Aidan was speaking. From his tone it was excuses, reasons, apologies. She didn’t hear a word.

She’d thought it was Hammond. Him, or one of his goons, in her flat, trying to frighten her. She’d barely slept, waiting for the door to come crashing down, for the strangler to step out of the shadows. Hammond’s hallmark. She’d be fish food, minced into bloody gobs, before he’d let her die.

But it wasn’t Hammond. The fear, the anticipation of violence were for nothing. It was Aidan, who was still blabbing.

‘Shut up!’ she shouted. ‘You violated my home. You made me think someone had broken in.’

‘I locked up. I was careful. There’s no way you knew I’d been there.’

Her tone a deadly quiet, she said, ‘My life is in danger. I leave traps in my flat so I know if someone’s been in there. For the past few days I thought the gang had caught up with me. How do you think that’s been, Aidan? And all along it was you, with your ridiculous need to know what I was christened.’

‘That’s not it. I want to know
you
. Everything about you.’

She twisted and reached into the cupboard. Twelve mugs, three lines of four, their handles all pointing south-east. She grabbed one and smashed it on the floor.

‘Oh dear, now you’ve only got eleven,’ she said. Eleven would torment him. He couldn’t get eleven into any sort of pattern; it would drive him mad, counting them over and over. Good, let him know a fraction of what she’d suffered in the past few days, thinking Hammond had infiltrated her home.

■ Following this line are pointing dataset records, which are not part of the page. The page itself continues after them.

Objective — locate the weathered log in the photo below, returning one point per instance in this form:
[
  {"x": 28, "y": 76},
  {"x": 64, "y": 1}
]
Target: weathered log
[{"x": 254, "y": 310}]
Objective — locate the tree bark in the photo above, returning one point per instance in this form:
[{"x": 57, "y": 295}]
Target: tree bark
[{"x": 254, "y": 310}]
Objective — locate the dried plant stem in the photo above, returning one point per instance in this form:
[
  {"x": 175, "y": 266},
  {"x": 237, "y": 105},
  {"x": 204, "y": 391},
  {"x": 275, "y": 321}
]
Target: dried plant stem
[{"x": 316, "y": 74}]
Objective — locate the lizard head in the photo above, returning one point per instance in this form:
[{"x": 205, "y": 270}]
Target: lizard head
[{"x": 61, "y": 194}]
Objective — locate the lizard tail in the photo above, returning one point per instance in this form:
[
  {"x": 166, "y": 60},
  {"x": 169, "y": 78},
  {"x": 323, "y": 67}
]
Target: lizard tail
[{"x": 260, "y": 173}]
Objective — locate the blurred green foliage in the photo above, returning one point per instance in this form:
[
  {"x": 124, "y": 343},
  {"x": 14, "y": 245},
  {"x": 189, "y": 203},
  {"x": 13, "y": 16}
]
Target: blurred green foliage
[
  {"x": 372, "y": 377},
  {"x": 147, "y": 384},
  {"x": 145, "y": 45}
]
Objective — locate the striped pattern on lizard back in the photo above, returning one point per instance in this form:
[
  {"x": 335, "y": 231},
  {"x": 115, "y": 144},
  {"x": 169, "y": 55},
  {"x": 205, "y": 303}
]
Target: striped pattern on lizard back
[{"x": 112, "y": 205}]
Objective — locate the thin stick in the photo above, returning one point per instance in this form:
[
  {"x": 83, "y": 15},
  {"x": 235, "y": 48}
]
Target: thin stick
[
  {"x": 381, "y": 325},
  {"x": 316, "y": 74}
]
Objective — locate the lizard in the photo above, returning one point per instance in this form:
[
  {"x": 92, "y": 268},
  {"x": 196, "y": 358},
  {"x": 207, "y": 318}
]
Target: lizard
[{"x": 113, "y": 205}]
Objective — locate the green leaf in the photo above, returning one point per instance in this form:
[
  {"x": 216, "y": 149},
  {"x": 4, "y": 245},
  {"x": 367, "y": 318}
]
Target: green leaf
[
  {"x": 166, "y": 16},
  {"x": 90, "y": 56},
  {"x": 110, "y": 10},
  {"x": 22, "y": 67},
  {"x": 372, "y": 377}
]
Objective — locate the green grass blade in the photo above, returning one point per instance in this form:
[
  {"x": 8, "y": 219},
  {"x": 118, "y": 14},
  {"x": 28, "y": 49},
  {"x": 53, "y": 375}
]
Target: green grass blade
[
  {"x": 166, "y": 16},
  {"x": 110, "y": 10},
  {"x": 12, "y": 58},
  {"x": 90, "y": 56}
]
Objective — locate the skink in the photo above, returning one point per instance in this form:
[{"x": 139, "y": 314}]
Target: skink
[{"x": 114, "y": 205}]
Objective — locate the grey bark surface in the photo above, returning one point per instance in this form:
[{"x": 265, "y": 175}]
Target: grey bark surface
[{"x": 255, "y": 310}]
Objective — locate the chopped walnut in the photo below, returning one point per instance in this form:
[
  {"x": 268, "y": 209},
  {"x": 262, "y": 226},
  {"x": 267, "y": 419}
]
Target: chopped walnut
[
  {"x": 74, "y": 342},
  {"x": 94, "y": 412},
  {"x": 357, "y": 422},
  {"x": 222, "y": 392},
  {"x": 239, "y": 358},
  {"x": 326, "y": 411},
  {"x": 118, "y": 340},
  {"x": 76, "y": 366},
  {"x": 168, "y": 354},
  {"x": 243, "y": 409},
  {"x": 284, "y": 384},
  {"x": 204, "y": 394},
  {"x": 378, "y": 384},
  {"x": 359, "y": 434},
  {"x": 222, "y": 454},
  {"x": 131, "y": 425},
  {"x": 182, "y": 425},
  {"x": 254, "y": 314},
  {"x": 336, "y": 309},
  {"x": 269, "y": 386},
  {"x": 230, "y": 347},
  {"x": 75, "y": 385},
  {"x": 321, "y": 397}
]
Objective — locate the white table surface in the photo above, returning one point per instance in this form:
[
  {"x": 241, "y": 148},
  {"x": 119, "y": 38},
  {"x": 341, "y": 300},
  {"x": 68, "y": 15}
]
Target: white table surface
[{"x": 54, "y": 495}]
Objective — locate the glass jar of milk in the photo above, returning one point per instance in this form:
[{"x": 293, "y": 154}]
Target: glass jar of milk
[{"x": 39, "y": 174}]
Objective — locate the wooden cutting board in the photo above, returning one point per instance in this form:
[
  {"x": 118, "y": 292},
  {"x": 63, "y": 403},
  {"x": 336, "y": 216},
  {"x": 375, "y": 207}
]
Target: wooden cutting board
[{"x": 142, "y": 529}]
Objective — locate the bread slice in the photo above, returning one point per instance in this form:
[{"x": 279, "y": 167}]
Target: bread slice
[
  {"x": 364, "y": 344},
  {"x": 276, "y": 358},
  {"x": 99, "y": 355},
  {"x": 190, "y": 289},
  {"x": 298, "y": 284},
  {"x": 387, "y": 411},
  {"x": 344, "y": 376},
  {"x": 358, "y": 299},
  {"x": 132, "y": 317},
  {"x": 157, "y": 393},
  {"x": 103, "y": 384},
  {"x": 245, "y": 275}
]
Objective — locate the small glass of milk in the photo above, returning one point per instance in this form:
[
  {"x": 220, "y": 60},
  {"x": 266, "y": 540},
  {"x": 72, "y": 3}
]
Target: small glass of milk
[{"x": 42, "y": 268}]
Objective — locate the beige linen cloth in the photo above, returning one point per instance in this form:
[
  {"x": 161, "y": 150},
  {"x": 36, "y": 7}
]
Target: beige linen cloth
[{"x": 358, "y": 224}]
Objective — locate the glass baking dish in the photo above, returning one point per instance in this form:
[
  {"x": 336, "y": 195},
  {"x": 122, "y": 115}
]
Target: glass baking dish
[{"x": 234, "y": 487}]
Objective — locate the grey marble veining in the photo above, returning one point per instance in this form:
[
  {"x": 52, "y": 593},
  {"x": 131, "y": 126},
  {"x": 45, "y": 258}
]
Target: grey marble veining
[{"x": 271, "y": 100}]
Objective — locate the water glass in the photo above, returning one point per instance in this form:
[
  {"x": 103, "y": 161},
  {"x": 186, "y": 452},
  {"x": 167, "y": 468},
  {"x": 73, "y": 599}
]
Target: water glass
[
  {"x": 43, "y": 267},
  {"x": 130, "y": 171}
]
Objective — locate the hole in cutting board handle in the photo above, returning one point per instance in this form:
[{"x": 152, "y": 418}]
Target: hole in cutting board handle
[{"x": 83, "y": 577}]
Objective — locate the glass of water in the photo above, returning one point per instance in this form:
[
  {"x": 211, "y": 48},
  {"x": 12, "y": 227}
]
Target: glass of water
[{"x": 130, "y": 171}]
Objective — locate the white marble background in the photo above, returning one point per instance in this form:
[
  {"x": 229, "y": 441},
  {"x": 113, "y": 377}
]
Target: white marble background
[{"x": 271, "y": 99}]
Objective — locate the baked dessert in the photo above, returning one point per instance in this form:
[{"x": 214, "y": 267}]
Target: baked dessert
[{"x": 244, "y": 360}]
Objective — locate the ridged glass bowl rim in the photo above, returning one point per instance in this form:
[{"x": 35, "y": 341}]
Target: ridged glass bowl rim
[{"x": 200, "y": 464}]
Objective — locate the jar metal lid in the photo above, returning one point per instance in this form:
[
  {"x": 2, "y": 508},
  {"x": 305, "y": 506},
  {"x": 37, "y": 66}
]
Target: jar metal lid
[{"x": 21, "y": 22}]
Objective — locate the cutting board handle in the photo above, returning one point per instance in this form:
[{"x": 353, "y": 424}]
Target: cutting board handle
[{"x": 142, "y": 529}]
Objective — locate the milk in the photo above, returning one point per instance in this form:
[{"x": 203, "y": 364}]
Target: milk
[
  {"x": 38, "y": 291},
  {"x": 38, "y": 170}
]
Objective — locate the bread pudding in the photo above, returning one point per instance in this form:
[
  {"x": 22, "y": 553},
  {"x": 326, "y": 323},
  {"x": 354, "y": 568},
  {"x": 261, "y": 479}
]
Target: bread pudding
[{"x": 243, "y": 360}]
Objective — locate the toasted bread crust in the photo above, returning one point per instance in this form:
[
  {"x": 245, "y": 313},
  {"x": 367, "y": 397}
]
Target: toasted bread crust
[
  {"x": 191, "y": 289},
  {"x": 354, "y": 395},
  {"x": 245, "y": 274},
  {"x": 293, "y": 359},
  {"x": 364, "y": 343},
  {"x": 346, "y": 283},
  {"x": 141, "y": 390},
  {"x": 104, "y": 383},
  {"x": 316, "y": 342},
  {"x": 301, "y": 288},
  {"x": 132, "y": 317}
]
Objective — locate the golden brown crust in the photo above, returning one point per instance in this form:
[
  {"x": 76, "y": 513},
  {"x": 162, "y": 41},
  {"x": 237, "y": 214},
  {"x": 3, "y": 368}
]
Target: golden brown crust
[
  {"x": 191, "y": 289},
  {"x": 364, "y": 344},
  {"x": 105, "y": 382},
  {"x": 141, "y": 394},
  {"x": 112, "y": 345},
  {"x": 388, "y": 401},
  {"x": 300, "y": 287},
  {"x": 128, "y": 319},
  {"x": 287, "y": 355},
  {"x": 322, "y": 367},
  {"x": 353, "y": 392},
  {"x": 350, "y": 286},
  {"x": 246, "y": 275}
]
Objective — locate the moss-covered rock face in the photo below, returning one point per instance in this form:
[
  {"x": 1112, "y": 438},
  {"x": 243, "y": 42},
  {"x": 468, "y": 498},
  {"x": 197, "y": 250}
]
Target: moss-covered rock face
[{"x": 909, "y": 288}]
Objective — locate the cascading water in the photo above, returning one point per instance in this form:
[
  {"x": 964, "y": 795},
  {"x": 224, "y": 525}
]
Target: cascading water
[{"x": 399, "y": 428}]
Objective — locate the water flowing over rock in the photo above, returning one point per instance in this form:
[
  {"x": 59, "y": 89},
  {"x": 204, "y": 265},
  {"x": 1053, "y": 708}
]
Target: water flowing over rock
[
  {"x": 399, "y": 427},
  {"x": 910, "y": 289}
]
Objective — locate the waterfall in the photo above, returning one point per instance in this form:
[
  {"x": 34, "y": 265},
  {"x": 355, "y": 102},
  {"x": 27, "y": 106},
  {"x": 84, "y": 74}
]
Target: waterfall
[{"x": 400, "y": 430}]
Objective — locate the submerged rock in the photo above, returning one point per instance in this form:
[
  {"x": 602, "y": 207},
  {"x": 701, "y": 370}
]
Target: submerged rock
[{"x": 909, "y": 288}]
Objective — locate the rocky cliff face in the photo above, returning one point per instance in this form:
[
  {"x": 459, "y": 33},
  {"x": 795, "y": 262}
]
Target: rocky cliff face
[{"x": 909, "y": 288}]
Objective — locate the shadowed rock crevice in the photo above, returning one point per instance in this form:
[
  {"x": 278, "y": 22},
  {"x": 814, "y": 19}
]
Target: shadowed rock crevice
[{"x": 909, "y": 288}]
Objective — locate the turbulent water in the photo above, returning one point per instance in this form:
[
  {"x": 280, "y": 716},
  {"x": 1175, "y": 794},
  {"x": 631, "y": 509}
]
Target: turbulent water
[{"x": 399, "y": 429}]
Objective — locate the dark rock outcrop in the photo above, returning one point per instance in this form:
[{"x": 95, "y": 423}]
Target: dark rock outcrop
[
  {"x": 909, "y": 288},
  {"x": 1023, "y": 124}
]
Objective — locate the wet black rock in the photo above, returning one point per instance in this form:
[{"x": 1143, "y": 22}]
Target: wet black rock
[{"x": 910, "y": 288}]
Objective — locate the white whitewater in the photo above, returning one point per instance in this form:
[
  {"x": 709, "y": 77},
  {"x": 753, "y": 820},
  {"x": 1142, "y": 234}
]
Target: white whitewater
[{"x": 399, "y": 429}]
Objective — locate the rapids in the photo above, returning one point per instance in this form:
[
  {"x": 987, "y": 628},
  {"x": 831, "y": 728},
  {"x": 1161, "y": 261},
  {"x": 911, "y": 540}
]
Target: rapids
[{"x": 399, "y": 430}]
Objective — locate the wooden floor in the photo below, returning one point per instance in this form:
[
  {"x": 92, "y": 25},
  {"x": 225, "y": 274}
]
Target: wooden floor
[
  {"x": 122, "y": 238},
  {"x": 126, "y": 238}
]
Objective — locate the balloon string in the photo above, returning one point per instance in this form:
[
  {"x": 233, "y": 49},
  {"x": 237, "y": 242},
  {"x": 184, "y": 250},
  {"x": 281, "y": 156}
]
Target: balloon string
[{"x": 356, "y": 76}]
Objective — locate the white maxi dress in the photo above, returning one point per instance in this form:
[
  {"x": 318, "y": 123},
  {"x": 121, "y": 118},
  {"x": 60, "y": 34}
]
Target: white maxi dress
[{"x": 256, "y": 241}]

She snatched up her things and stormed out of his flat.

CHAPTER
TWENTY-TWO
Sunday, 1 March 2015
11:52 hours

She flew home, sobbing with anger and relief. How could he? How could he break into her flat and search her belongings, determined to know everything about her as though he had a right to it? Dismay lurked beneath her fury. She’d dared to start thinking that their relationship wasn’t a short-term thing, that they might even – eventually – have a future together.

She pushed inside her flat, sniffing the air, her senses on hyper-alert. Instinct told her the air hadn’t shifted to accommodate someone else and she sighed with relief. Years before, when she was training – learning how to enter premises, hide a listening device, and get out again – she’d learned the science of intuition. People can sense when someone has been in their home. Nothing needed to be touched, nothing moved, but they knew. It reminded her of a time as a postgraduate student when she was sure her landlord let himself into her house to check up on the place. She never had proof, but she’d return and find the air subtly loosened, and just know.

They’d taught her to not to wear perfume or deodorant, not to shower immediately before accessing premises as even shower gel leaves a delicate trace. Someone returning to the place hours later could still detect a ghost of it. An atavistic instinct that their sanctuary had been breached.

Hammond probably knew these things, too. Knew them well enough to manipulate them to unsettle his enemies. Go in, stir the air, leave a waft of unfamiliar washing powder and leave without touching a thing. It freaked people out. It had freaked her out, thinking Hammond’s men had been in her flat. But it wasn’t them, it was Aidan.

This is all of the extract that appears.